Roman yazarı Catherine Nichols'ın 2015'te giriştiği deneyle farkına vardığı üzere, kadın yazarların cinsiyet merceğinden okunup ele alınmaması günümüzde bile mümkün değil. Nichols yazdığı romanı farklı farklı yayıncılara göndermiş, metin aynı olmasına rağmen kimini kendi adıyla kimini uydurduğu erkek adıyla imzalamış. Metni Catherine'in adıyla okuyan yayıncılar kadının dilinin "şiir gibi" oluşunu överken romanı "George" zannettikleri birinin adıyla okuyanlarsa "kurgunun iyi" ve "zeka dolu" olduğunu söyleyip adamı methetmiş. Yayıncılar George'un metnini tercih etmiş. Yayıncılardan ikisi Catherine'in metnine, on yedisiyse George'unkine ilgi göstermiş. Nichols'ın ifadesiyle, "George, aynı kitabı yazarak benden sekiz buçuk kat daha başarılı oldu."

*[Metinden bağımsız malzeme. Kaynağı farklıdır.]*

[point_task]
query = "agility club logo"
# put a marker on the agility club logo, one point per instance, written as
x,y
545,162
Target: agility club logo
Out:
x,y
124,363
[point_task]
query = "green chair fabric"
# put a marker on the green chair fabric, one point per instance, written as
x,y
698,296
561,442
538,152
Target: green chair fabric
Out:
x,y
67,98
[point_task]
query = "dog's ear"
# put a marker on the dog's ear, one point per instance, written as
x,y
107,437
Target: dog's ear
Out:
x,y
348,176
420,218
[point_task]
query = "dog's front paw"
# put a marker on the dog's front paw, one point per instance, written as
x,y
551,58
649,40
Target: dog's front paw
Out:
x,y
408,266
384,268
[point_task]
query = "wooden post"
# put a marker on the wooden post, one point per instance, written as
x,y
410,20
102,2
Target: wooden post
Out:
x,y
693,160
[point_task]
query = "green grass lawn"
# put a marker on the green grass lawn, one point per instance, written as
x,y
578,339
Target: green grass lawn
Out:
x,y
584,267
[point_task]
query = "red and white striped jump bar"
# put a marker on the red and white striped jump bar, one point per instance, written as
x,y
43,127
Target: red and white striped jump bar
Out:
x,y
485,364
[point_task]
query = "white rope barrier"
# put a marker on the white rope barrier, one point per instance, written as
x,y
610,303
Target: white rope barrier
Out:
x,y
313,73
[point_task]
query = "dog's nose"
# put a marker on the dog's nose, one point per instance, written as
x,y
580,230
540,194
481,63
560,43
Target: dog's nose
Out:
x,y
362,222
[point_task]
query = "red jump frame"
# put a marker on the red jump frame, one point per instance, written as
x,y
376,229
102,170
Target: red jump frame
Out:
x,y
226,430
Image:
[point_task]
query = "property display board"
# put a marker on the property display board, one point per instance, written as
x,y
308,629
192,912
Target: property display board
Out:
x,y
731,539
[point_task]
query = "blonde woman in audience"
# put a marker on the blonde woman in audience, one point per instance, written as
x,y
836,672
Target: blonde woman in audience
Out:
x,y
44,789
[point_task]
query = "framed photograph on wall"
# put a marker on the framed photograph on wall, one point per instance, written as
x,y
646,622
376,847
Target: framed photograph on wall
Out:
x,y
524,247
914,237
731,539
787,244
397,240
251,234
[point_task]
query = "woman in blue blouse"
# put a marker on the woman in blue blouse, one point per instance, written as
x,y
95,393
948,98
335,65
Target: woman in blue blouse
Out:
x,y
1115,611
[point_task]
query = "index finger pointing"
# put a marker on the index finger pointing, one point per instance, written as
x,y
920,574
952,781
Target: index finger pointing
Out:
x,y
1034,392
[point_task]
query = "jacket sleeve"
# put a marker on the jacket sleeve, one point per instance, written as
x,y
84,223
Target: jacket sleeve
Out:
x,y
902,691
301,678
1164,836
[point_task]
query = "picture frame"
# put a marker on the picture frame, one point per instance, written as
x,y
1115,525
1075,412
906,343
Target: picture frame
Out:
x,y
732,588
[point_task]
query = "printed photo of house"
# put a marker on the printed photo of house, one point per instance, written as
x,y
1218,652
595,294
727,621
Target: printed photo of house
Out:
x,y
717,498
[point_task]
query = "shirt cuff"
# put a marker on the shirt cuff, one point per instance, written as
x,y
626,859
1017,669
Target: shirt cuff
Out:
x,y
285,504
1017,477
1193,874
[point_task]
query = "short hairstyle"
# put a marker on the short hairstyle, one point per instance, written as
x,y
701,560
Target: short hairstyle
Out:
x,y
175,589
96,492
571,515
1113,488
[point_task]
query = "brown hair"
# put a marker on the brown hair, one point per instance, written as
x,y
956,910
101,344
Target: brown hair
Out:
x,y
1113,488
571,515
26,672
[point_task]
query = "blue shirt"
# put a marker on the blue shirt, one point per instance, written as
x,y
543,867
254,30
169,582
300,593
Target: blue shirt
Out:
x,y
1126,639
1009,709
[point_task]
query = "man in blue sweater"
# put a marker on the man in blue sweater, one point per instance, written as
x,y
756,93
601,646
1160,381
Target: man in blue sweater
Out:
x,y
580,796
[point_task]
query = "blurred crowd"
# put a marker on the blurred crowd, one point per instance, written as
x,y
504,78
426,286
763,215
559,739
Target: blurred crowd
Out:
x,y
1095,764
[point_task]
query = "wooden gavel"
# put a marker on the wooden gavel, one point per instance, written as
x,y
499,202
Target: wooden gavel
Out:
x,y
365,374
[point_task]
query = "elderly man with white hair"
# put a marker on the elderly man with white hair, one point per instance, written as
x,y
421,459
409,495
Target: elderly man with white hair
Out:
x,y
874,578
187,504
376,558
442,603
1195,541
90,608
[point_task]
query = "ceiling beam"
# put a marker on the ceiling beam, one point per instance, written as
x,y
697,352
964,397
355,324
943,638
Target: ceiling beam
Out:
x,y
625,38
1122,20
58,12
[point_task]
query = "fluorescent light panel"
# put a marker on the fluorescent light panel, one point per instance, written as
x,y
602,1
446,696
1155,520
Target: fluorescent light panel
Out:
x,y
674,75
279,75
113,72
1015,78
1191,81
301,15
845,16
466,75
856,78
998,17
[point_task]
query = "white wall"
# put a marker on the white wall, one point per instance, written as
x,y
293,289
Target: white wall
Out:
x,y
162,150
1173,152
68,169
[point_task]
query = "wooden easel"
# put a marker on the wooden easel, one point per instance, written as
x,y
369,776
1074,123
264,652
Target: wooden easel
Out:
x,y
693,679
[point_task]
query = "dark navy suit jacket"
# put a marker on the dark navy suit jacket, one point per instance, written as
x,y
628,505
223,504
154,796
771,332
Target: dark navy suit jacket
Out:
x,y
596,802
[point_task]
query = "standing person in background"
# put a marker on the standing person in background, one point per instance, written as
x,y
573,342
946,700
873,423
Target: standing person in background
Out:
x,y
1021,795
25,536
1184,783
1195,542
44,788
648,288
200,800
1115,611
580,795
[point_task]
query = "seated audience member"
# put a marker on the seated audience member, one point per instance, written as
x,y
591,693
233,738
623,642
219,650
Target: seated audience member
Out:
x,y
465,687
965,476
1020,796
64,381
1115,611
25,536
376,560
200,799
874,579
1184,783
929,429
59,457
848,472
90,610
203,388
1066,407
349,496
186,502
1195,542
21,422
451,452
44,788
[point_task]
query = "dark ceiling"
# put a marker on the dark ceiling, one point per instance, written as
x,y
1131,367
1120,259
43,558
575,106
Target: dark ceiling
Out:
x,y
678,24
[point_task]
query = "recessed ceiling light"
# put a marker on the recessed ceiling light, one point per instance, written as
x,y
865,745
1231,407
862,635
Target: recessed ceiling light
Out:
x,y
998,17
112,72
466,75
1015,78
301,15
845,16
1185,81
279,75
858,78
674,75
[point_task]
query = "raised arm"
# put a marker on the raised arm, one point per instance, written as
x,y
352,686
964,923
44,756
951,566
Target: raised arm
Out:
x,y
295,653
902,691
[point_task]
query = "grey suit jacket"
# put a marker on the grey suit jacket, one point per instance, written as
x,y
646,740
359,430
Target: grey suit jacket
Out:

Tecavüz davalarının çoğunda davalı suçlu bulunmaz. Tecavüzlerin çoğu da davaya konu olmaz, hatta bildirilmez bile. Bunun sebebi, çoğu insanın, tecavüzü "adamlar tahrik olunca kendilerine hakim olamaz" ve "kadın hayır dese de aslında ister" gibi kültürel efsaneler ve kalıp yargılar yüzünden karanlık bir sokakta bıçak zoruyla yaşanmadığı müddetçe "gerçek" saymamasıdır. Bu efsaneler insanların faili değil de kurbanı suçlamaya bahane aramasına da yol açar.
Günümüzde kadınların çalışmasına eskisi kadar karşı çıkılmıyor (ne de olsa kadınların para kazanması pek çok hanede elzem) ama araştırmalara göre erkekler, kadın partnerlerinin onlardan daha çok kazanmasına hâlâ sinirleniyor. Üstelik bu epey yaygın. Bu durumdaki erkeklerin "eve ekmek getiren" geleneksel erkeklerin yaptığı kadar bile ev işi yapmadığını, ayrıca evlilik dışı ilişki yaşamalarının daha olası olduğunu gösteren bazı araştırmalar var.
Kadın ile erkeğin yaptığı iş arasındaki farkın bilhassa açıldığı Hindistan'da kadınlar ücretsiz bakım emeğine günde ortalama altı saat harcarken erkekler otuz altı dakika harcıyor.
Birleşmiş Milletler, ulusal yasama organlarında kadınların yüzde otuz oranında temsil edilmesini hedefliyor. Bu hedefe 2011'de otuz ülke bile ulaşamadı.